- Análise de GUDEA aponta que grande parte da repercussão online sobre o show do intervalo do Super Bowl foi alimentada por bots estrangeiros.
- Em estudo com 3,7 milhões de posts de mais de 1,2 milhão de usuários em 32 plataformas, apenas 3,7% das contas geraram 25,85% do conteúdo.
- A estratégia visava manter a discussão acesa, amplificando retórica polêmica para aprofundar divisões culturais e políticas nos EUA.
- O episódio ocorreu após controvérsia envolvendo Bad Bunny e causas associadas ao show, com programas concorrentes como o “All-American Halftime Show” buscando atrair públicos opostos.
- Autoridades e observadores citam impacto potencial para decisões de anunciantes e para a confiança da população em instituições, destacando risco de desinformação na opinião pública.
O que aconteceu envolve a repercussão online em torno da apresentação de Bad Bunny no intervalo do Super Bowl, em 8 de fevereiro. Relatórios apontam que grande parte da indignação virtual foi alimentada por bots estrangeiros de desinformação, que buscavam ampliar a divisão cultural e política nos EUA.
Segundo um relatório de GUDEA, analisa-se mais de 3,7 milhões de posts sobre Bad Bunny entre 14 de janeiro e 10 de fevereiro, de 1,2 milhão de usuários em 32 plataformas. Apenas 3,7% das contas geraram 25,85% do conteúdo, incluindo contas identificadas como bots estrangeiros.
A pesquisa também indica que a estratégia não visava apenas vencer discussões, mas manter o debate aceso, dificultando a identificação do que é real. O objetivo seria destabilizar a confiança nas instituições e reduzir a capacidade cívica da população.
Entre os envolvidos no debate, houve crítica a aspectos da apresentação que retratavam trabalhadores porto-riquenhos, além de controvérsias sobre a entrega de um Grammy a uma criança ligada a boatos de detenção pela imigração, embora os relatos sobre esse caso tenham se mostrado infundados.

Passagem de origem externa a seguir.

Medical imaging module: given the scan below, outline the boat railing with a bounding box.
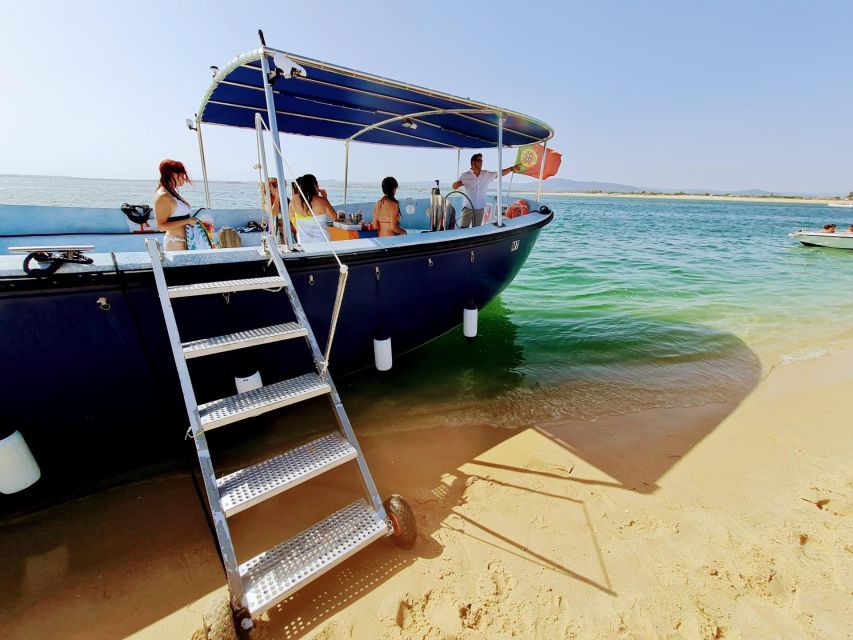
[254,113,347,376]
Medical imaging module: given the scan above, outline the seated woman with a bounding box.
[364,177,407,237]
[288,174,337,243]
[153,159,195,250]
[822,223,837,233]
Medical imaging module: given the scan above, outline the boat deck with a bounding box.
[0,201,549,277]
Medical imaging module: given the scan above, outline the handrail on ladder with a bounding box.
[254,113,348,376]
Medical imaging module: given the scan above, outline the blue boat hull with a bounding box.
[0,212,550,513]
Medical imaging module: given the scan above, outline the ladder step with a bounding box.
[240,499,388,616]
[182,322,307,359]
[217,433,357,517]
[167,276,286,298]
[199,373,331,432]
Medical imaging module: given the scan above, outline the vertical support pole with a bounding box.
[536,139,548,204]
[456,148,460,179]
[259,48,294,251]
[496,113,505,227]
[343,141,350,205]
[195,117,211,208]
[255,114,274,237]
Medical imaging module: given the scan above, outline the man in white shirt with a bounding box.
[452,153,519,228]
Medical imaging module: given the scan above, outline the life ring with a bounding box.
[505,199,530,219]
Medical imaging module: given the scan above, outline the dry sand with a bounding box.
[1,348,851,639]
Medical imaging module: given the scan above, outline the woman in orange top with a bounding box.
[365,177,407,237]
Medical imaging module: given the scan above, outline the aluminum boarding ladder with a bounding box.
[145,237,409,622]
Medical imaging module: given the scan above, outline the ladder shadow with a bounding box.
[0,298,765,639]
[253,304,763,635]
[253,542,430,639]
[253,422,615,638]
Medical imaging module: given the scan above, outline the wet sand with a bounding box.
[1,348,851,639]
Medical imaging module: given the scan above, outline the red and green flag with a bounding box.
[513,144,562,179]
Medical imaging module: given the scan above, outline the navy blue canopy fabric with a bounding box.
[198,48,553,149]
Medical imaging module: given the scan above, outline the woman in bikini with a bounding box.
[153,159,195,250]
[366,177,407,237]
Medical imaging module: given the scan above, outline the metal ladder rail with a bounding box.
[265,239,387,518]
[145,239,247,608]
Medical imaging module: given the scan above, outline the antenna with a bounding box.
[258,30,266,46]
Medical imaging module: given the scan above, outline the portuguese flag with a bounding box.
[514,144,562,179]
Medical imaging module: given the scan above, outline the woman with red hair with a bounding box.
[153,159,194,250]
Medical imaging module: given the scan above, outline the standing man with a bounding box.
[452,153,519,228]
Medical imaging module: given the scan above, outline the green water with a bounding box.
[519,196,853,365]
[338,196,853,431]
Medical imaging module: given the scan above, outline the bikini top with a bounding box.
[156,188,192,221]
[375,197,399,227]
[168,197,192,222]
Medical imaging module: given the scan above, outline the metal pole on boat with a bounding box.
[195,118,211,208]
[187,116,212,208]
[536,139,548,204]
[255,113,274,235]
[496,113,504,227]
[456,148,460,180]
[343,141,350,205]
[258,46,294,251]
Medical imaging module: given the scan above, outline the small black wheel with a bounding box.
[384,494,417,549]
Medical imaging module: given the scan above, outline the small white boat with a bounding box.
[827,202,853,208]
[789,230,853,249]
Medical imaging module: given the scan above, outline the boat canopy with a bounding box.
[198,47,553,149]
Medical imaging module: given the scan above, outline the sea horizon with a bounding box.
[2,171,845,200]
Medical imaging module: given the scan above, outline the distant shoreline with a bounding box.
[2,174,847,206]
[512,191,847,205]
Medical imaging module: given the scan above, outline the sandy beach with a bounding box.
[1,343,850,640]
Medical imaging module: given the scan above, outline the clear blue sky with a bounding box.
[1,0,851,194]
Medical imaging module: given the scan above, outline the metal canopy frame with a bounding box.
[197,46,553,147]
[206,77,543,149]
[192,39,554,226]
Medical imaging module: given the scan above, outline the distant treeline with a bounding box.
[555,191,852,200]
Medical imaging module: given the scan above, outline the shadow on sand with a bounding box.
[0,297,761,639]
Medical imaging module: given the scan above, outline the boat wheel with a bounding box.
[383,494,417,549]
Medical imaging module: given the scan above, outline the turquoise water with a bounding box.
[3,175,852,428]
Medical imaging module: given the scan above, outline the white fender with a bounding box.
[374,337,392,371]
[463,306,478,339]
[235,371,263,394]
[0,431,41,494]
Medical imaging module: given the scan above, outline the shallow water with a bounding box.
[3,175,852,430]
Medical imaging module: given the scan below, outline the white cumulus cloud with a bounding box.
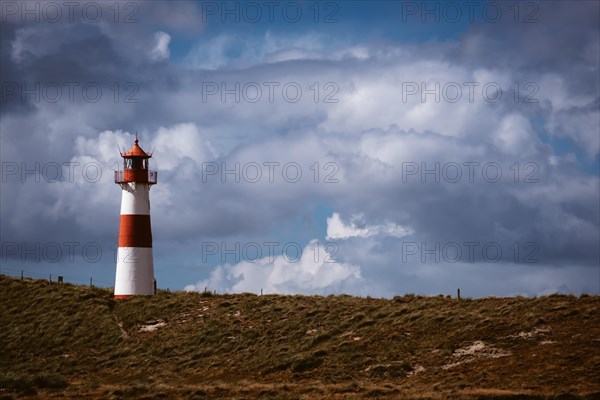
[185,240,363,295]
[326,212,413,240]
[149,31,171,61]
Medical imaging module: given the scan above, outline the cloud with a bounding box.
[326,212,412,240]
[1,2,598,295]
[184,240,363,295]
[149,31,171,61]
[182,31,328,70]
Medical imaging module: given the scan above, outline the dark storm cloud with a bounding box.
[449,1,600,154]
[0,19,34,115]
[453,1,599,70]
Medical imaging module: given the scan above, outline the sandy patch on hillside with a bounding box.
[139,320,166,332]
[509,327,551,340]
[443,341,511,369]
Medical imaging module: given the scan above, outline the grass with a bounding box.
[1,275,599,399]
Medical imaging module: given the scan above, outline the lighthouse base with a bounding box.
[114,295,134,300]
[114,247,155,297]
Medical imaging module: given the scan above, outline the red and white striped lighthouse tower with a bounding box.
[113,136,157,299]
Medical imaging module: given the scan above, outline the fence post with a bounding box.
[90,277,93,288]
[260,288,263,296]
[21,270,23,280]
[49,274,52,284]
[457,288,461,300]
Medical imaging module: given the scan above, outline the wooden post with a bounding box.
[21,270,23,280]
[260,288,263,296]
[49,274,52,284]
[90,277,93,287]
[153,279,157,295]
[457,288,461,300]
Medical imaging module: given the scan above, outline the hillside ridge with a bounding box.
[1,275,599,399]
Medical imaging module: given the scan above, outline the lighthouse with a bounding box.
[113,136,157,298]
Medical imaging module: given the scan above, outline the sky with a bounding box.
[0,0,599,297]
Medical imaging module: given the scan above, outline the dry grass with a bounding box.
[1,275,599,399]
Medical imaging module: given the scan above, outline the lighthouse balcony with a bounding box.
[115,170,157,184]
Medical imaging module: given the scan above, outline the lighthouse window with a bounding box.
[124,157,149,169]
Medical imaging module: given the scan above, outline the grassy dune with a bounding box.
[1,275,599,399]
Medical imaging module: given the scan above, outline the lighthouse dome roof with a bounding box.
[122,137,151,158]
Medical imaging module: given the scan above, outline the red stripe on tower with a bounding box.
[118,215,153,248]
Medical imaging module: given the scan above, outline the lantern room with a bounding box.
[114,136,157,185]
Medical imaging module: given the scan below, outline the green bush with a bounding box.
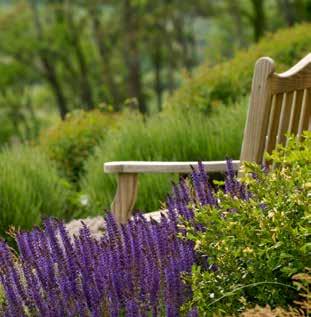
[184,132,311,315]
[81,101,246,214]
[39,109,118,184]
[169,23,311,112]
[0,145,73,238]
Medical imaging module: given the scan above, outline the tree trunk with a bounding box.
[25,92,40,137]
[73,38,95,110]
[277,0,296,26]
[88,1,120,108]
[29,0,69,119]
[188,23,197,71]
[123,0,147,114]
[152,46,163,111]
[174,15,191,72]
[66,6,94,110]
[250,0,266,42]
[43,58,69,119]
[228,0,246,48]
[166,33,176,95]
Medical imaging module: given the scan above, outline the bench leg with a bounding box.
[111,173,138,223]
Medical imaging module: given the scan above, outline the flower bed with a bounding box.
[0,213,195,316]
[0,133,310,316]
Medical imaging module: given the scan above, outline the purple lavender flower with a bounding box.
[191,165,208,205]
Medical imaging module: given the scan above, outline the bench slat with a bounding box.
[104,160,240,174]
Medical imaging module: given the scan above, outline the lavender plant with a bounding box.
[0,214,193,316]
[0,159,246,316]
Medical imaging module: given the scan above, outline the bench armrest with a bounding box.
[104,160,240,174]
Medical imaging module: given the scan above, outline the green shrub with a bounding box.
[81,101,246,214]
[39,109,118,184]
[169,23,311,112]
[184,132,311,315]
[0,145,73,238]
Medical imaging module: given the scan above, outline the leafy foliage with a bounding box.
[239,270,311,317]
[169,23,311,112]
[184,132,311,315]
[39,110,118,184]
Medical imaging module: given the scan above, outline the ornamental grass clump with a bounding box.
[0,145,72,239]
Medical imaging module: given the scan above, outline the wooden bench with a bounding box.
[105,54,311,223]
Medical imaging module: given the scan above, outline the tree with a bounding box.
[250,0,266,42]
[121,0,147,114]
[29,0,71,118]
[87,0,122,108]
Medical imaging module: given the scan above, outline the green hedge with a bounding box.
[168,23,311,112]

A cobertura do tema ganhou contornos políticos com críticas de figuras conservadoras, como o ex-presidente Donald Trump, que classificou o show como incompatível com determinados padrões. O episódio também contou com uma resposta paralela de organizações conservadoras que veicularam programação própria durante o intervalo.
Em comparação internacional
A análise cita episódios anteriores de desinformação envolvendo celebridades, lembrando campanhas com figuras como Taylor Swift e outras personalidades, nas quais narrativas falsas teriam sido manipuladas para ampliar a divisão pública.
Keith Presley, CEO da GUDEA, afirma que a tática é criar uma dinâmica de conflito contínuo na sociedade, dificultando a distinção entre conteúdo autêntico e fabricado. A empresa alerta que anunciantes também podem ser impactados por dados não confiáveis usados para decisões de investimento.
Em relação ao contexto do Super Bowl, não há confirmação de que uma entidade estrangeira específica tenha provocado a avalanche de desinformação. O relatório ressalta a necessidade de cautela ao interpretar padrões de engajamento em plataformas digitais e reforça a importância de fontes confiáveis.